Al abandonar la escuela e incorporarse al mundo de los adultos, se enfrentan a una gran cantidad de cambios, bastante dramá­ticos. Todos estos cambios ocu­rren a la vez: el grupos de amigos y compañe­ros se dispersa y pierden la sensa­ción de segu­ridad que proporcio­na el centro edu­cati­vo. Ahora deben tomar un montón de decisiones: ¿dónde vi­vir? ¿cómo ga­narse la vi­da? ¿qué tipo de trabajo podrán encon­trar? ¿con qué per­sonas? ¿qué pasará si no tienen éxito?. Sus opciones ya no están re­gu­ladas por nadie, deben afron­tar más y mayo­res res­ponsa­bili­dades, se en­cuentran solos y con po­cos medios para empe­zar su nueva vida. Las dificultades con las que se encuen­tran los jóve­nes en sus años de transición no se limitan a la educación y el em­pleo: acceder a una vivienda con bajos in­gresos, construir una nueva relación fami­liar y los problemas de desarrai­go cultural se suman a los problemas propios del paso de la adoles­cen­cia a la con­dición adulta.

La incertidumbre sobre el futuro profesional ha alterado las acti­tudes de los jóvenes hacia la escuela, produciendo una notable falta de motivación y modificando sus valo­res y aspiraciones. Es muy im­portante ayudarles a empezar la transición desde el siste­ma educati­vo, sin esperar a que terminen su escolarización. Los jóve­nes nece­sitan aliento y ayuda para hacerse más empren­dedores y explotar to­das sus oportunidades, ampliando sus experiencias en la escuela.
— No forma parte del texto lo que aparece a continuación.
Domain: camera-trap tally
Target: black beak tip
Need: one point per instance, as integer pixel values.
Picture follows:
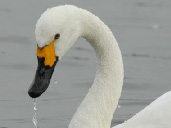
(34, 94)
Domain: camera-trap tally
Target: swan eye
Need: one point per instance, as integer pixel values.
(57, 36)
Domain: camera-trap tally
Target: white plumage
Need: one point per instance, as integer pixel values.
(96, 110)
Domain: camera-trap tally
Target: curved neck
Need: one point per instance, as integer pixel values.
(96, 110)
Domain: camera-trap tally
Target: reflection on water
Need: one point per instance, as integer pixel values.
(142, 29)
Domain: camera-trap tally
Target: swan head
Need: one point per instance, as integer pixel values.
(56, 31)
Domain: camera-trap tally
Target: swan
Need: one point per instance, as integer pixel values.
(56, 31)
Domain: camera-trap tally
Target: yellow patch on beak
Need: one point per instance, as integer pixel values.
(47, 52)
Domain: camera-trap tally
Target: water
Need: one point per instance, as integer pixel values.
(142, 28)
(34, 119)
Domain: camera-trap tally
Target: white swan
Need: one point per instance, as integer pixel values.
(56, 31)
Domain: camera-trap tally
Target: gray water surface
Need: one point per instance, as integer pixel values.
(142, 28)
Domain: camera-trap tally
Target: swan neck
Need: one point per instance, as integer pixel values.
(96, 110)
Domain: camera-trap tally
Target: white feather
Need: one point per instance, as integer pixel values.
(96, 110)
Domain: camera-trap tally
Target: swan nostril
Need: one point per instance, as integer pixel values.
(33, 94)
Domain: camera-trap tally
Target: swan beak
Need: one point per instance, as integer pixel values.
(46, 63)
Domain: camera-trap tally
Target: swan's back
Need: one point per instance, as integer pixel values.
(156, 115)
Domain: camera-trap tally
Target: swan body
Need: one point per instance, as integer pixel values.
(96, 110)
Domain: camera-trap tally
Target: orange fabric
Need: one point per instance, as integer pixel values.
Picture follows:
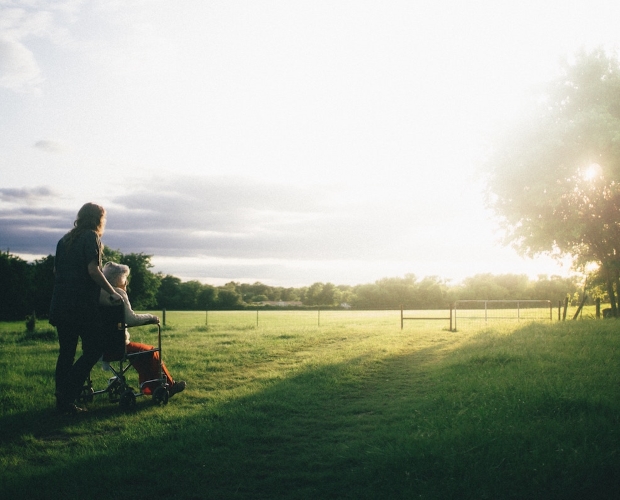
(147, 366)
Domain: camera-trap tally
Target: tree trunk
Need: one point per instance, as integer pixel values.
(612, 296)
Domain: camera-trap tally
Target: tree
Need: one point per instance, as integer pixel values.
(554, 179)
(15, 286)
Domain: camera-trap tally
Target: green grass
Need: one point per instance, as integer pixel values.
(354, 408)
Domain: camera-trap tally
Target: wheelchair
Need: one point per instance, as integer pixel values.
(115, 353)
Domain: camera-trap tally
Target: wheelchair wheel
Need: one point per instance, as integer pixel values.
(160, 396)
(128, 400)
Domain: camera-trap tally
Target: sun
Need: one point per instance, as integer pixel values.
(591, 172)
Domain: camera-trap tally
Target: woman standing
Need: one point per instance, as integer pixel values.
(74, 310)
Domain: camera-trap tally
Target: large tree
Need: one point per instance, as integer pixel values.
(554, 177)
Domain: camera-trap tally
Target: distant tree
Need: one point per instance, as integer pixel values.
(554, 178)
(207, 297)
(312, 296)
(42, 285)
(168, 296)
(228, 298)
(15, 285)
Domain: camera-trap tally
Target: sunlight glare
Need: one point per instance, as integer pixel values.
(592, 172)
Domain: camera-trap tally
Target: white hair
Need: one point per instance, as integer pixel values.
(115, 273)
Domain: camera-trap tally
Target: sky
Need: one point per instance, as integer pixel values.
(287, 142)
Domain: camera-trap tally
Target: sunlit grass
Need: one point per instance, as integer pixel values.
(349, 409)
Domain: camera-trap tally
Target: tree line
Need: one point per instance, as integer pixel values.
(26, 287)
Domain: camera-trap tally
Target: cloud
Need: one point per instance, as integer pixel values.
(50, 146)
(27, 195)
(19, 70)
(240, 218)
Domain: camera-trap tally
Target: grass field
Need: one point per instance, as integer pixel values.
(345, 405)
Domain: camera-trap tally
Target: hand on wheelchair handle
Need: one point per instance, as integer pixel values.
(115, 299)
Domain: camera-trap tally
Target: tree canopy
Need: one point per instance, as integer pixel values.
(554, 176)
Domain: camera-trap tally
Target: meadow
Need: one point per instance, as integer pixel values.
(343, 405)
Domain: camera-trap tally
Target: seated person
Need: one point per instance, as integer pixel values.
(146, 366)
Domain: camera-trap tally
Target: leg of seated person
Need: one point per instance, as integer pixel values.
(147, 366)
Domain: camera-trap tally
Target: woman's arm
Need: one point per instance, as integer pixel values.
(97, 276)
(132, 318)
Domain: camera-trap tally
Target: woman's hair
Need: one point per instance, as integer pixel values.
(115, 273)
(91, 217)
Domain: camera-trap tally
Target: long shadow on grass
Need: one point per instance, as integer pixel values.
(401, 427)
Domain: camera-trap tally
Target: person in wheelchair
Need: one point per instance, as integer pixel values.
(146, 366)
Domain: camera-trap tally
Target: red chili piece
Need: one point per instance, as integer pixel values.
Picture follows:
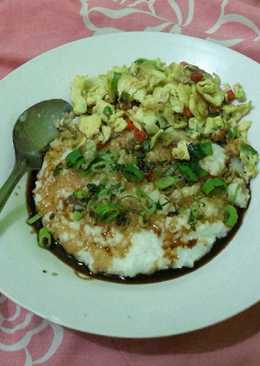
(139, 135)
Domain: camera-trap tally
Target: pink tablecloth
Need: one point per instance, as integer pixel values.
(28, 28)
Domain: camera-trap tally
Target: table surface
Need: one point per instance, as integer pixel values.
(28, 28)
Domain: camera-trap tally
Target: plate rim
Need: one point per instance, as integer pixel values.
(68, 44)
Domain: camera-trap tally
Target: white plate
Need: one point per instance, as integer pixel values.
(225, 286)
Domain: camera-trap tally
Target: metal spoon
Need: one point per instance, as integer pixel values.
(33, 131)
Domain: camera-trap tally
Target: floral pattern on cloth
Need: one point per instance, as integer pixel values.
(26, 339)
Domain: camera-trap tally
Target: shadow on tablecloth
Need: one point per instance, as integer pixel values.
(225, 334)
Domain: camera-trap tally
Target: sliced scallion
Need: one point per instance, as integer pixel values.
(166, 182)
(77, 215)
(106, 212)
(74, 158)
(212, 183)
(114, 83)
(34, 219)
(230, 215)
(187, 172)
(44, 238)
(132, 172)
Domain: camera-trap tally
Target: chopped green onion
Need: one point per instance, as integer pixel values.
(194, 212)
(74, 158)
(44, 238)
(230, 215)
(77, 215)
(114, 83)
(206, 148)
(57, 170)
(146, 146)
(140, 61)
(125, 97)
(34, 219)
(212, 183)
(166, 182)
(248, 149)
(201, 150)
(106, 212)
(80, 194)
(233, 133)
(132, 172)
(187, 172)
(107, 111)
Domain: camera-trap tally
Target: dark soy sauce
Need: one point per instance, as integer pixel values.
(159, 276)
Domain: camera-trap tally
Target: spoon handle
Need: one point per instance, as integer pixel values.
(18, 171)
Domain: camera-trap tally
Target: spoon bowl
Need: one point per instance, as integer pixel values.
(35, 128)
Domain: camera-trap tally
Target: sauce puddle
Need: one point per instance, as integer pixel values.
(159, 276)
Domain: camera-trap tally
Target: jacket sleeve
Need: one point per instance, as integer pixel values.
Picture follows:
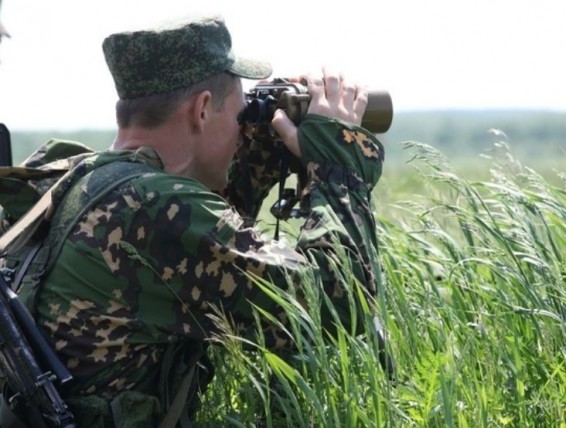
(255, 169)
(175, 252)
(344, 163)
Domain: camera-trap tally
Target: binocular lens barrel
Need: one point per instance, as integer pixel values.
(377, 118)
(379, 112)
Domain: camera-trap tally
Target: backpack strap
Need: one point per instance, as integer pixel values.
(20, 233)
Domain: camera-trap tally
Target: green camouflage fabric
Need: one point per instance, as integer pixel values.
(152, 260)
(150, 62)
(22, 186)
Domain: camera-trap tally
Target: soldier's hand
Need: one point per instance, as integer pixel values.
(331, 96)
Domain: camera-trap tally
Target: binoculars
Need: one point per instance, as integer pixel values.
(293, 98)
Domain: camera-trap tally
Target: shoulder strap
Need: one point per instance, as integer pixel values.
(85, 194)
(20, 233)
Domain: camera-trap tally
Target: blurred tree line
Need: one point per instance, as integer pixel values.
(532, 134)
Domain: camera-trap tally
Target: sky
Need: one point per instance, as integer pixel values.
(428, 54)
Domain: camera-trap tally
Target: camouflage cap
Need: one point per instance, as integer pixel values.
(150, 62)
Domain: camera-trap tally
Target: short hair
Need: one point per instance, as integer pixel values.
(154, 110)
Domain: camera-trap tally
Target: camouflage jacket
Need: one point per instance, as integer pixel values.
(150, 262)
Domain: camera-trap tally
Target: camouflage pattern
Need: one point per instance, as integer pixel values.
(22, 186)
(150, 62)
(147, 265)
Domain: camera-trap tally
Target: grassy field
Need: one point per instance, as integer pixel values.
(473, 247)
(474, 310)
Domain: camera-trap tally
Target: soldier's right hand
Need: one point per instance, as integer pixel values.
(331, 96)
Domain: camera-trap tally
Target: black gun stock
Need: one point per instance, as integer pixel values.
(5, 146)
(30, 366)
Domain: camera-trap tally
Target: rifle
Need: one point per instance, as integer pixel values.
(5, 146)
(30, 366)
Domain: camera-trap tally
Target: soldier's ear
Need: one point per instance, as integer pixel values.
(201, 110)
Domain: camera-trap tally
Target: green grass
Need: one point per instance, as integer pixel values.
(474, 307)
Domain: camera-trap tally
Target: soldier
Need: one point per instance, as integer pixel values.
(148, 238)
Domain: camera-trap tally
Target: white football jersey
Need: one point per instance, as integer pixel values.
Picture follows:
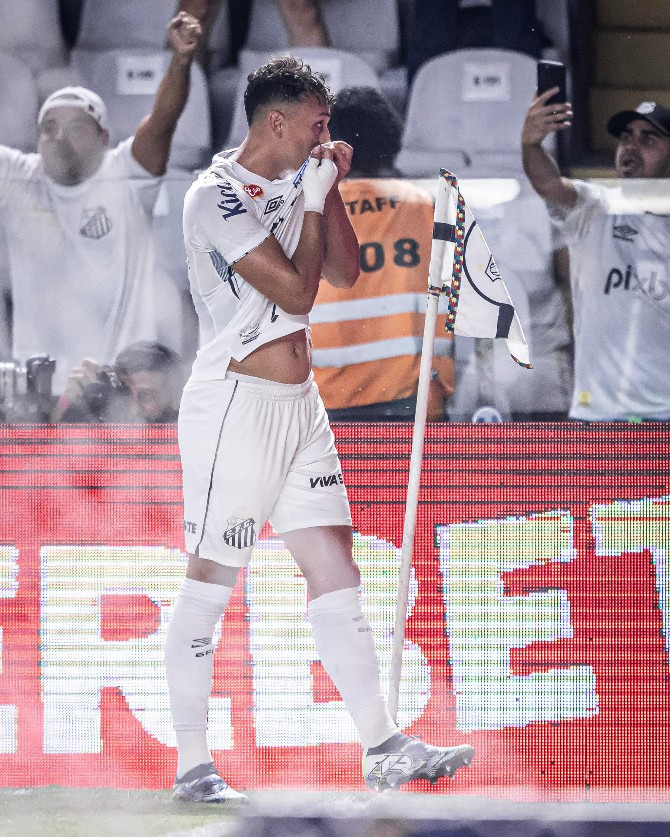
(228, 212)
(621, 299)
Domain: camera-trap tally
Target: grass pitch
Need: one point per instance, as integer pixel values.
(104, 812)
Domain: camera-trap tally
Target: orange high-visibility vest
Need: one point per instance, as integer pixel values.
(367, 339)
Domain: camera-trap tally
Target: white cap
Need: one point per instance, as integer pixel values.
(77, 97)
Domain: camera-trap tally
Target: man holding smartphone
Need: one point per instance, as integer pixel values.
(620, 279)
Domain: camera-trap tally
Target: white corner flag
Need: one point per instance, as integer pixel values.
(462, 266)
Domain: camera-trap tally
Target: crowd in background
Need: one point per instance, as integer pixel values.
(100, 268)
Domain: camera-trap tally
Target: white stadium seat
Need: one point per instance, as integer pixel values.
(18, 104)
(127, 80)
(465, 113)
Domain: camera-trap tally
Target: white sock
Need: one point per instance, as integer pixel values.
(347, 650)
(189, 664)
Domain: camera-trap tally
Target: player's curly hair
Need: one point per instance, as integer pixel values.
(283, 79)
(366, 119)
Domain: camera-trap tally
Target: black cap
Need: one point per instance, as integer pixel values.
(654, 114)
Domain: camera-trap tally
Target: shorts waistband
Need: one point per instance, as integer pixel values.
(272, 389)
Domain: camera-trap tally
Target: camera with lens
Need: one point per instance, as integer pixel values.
(101, 395)
(26, 389)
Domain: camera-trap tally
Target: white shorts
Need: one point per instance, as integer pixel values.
(253, 450)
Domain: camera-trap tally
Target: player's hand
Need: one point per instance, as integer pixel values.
(319, 175)
(184, 33)
(340, 152)
(543, 119)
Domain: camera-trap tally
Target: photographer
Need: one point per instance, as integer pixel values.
(143, 387)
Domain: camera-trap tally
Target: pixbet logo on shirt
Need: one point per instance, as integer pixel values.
(629, 279)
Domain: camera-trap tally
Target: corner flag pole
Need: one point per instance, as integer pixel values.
(412, 501)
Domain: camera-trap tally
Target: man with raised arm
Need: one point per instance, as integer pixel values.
(261, 226)
(619, 272)
(77, 217)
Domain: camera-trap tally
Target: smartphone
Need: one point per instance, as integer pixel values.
(551, 74)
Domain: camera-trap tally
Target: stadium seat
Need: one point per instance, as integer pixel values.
(349, 25)
(18, 104)
(124, 24)
(31, 31)
(128, 80)
(130, 24)
(465, 112)
(339, 68)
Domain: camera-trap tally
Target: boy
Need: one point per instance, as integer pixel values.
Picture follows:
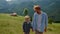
(27, 25)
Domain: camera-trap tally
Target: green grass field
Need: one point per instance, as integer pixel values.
(13, 25)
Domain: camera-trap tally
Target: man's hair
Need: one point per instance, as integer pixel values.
(37, 7)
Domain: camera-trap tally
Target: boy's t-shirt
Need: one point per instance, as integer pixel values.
(26, 27)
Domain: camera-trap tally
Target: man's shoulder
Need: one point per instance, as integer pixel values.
(44, 13)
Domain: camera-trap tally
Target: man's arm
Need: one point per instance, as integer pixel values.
(46, 22)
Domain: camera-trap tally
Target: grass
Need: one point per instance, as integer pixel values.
(13, 25)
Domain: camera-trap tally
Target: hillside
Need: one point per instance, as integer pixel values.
(13, 25)
(51, 7)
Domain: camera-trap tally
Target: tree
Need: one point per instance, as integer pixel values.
(25, 12)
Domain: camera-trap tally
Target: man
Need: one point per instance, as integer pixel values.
(40, 20)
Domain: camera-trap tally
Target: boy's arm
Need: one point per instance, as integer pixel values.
(23, 27)
(33, 22)
(46, 22)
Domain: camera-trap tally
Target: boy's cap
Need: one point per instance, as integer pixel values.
(27, 17)
(37, 7)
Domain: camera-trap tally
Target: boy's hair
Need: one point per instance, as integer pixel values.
(37, 7)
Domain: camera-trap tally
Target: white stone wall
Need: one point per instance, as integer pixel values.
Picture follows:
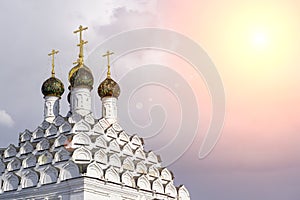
(51, 108)
(109, 109)
(81, 101)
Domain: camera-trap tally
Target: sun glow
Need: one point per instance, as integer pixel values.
(259, 39)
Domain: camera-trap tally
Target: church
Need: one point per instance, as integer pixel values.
(78, 156)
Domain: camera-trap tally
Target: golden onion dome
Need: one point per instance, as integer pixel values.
(109, 88)
(81, 76)
(53, 87)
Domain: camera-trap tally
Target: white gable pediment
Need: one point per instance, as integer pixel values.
(141, 167)
(10, 151)
(101, 157)
(89, 119)
(128, 164)
(101, 142)
(61, 155)
(38, 133)
(183, 193)
(44, 125)
(81, 139)
(157, 186)
(166, 174)
(10, 182)
(139, 153)
(65, 128)
(170, 189)
(29, 161)
(81, 126)
(29, 179)
(59, 120)
(153, 171)
(114, 146)
(143, 183)
(45, 158)
(112, 175)
(117, 127)
(82, 155)
(68, 171)
(49, 175)
(25, 136)
(60, 141)
(114, 160)
(98, 129)
(50, 131)
(111, 133)
(127, 150)
(127, 179)
(104, 123)
(95, 170)
(26, 148)
(43, 145)
(151, 157)
(14, 164)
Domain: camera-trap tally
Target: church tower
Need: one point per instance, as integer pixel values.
(79, 156)
(109, 92)
(81, 82)
(52, 89)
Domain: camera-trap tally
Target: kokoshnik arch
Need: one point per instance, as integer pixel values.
(79, 156)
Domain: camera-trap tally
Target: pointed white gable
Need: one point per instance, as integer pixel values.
(26, 148)
(157, 186)
(29, 161)
(183, 193)
(49, 175)
(68, 171)
(82, 155)
(61, 155)
(127, 179)
(10, 182)
(51, 130)
(43, 145)
(170, 189)
(112, 175)
(81, 126)
(29, 179)
(114, 160)
(101, 142)
(65, 127)
(128, 164)
(81, 139)
(101, 157)
(45, 158)
(10, 151)
(25, 136)
(143, 183)
(95, 170)
(14, 164)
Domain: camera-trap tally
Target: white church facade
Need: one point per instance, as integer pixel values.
(79, 156)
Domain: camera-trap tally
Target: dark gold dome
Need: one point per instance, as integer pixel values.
(109, 88)
(53, 87)
(81, 76)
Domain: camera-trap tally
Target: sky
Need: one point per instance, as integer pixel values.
(253, 46)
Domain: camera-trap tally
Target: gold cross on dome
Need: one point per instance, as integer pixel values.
(108, 53)
(81, 42)
(53, 52)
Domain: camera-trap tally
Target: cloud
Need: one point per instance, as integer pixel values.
(6, 119)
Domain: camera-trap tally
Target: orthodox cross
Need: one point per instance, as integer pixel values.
(108, 53)
(53, 52)
(81, 42)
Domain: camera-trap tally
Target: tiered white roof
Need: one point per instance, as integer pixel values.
(77, 146)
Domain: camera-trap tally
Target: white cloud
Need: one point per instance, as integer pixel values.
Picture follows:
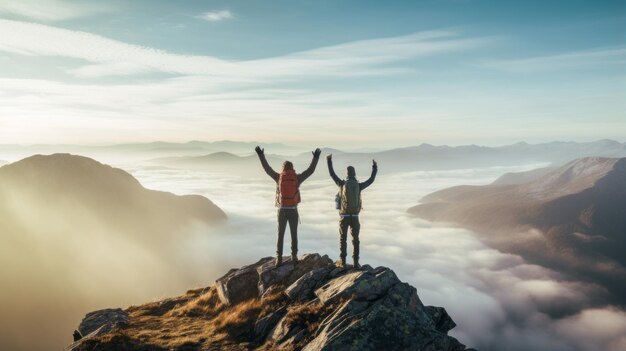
(595, 58)
(214, 16)
(111, 57)
(50, 10)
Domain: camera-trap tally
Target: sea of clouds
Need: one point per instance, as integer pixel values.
(65, 268)
(499, 301)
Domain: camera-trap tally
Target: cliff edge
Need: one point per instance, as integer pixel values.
(311, 305)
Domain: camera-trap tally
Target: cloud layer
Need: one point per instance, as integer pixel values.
(217, 15)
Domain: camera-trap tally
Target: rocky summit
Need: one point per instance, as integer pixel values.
(306, 305)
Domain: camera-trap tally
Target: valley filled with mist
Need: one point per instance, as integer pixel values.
(88, 249)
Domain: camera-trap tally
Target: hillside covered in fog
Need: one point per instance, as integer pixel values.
(572, 218)
(84, 233)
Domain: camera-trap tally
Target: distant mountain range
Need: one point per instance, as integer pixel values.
(415, 158)
(142, 150)
(571, 218)
(418, 158)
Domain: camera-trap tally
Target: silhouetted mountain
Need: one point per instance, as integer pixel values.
(423, 157)
(110, 192)
(309, 306)
(522, 177)
(572, 218)
(78, 233)
(143, 150)
(223, 162)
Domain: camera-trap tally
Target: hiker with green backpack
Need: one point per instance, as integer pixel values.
(287, 199)
(348, 202)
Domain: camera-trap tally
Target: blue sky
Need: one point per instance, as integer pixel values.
(335, 73)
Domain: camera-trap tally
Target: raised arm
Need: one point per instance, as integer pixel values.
(369, 182)
(266, 166)
(309, 171)
(333, 175)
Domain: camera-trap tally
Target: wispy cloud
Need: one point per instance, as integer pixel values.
(50, 10)
(214, 16)
(595, 58)
(111, 57)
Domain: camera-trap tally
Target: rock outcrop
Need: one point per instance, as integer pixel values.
(310, 305)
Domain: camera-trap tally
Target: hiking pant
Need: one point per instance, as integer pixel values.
(351, 222)
(287, 215)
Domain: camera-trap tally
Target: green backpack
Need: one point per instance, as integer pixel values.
(350, 197)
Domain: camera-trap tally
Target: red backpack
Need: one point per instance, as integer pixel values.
(287, 192)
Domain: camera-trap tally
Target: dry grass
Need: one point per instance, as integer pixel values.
(206, 305)
(239, 320)
(195, 320)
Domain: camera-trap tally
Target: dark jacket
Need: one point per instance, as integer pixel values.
(341, 182)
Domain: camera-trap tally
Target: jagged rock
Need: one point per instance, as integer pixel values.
(440, 317)
(256, 280)
(288, 273)
(239, 285)
(310, 306)
(397, 321)
(363, 284)
(98, 323)
(264, 325)
(103, 321)
(303, 289)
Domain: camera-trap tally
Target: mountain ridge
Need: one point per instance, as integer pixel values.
(311, 305)
(572, 218)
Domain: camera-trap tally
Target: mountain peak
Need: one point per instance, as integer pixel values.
(310, 305)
El sistema educativo, puede y debe mejorar las condiciones en que los jóvenes abandonan la escuela para incorporarse a la vida adulta y al mercado de trabajo. Las cualidades, aptitudes y destre­zas per­sonales que se exigen ac­tualmente para incorporarse al mun­do del trabajo, han dejado desfa­sados los fines y los métodos tra­dicionales de la educa­ción. Es preciso, por tanto, equilibrar el currículo de la enseñanza obligatoria, demasiado teórico y discursivo hasta aho­ra, para poner el énfasis en los aprendizajes funcionales y el desa­rrollo de destrezas generales, tales como resolver problemas, selec­cionar e interpretar información, planificar y organizar acciones, ensayar opciones alternativas y evaluar procesos y productos, en lugar de enseñar destre­zas específicas.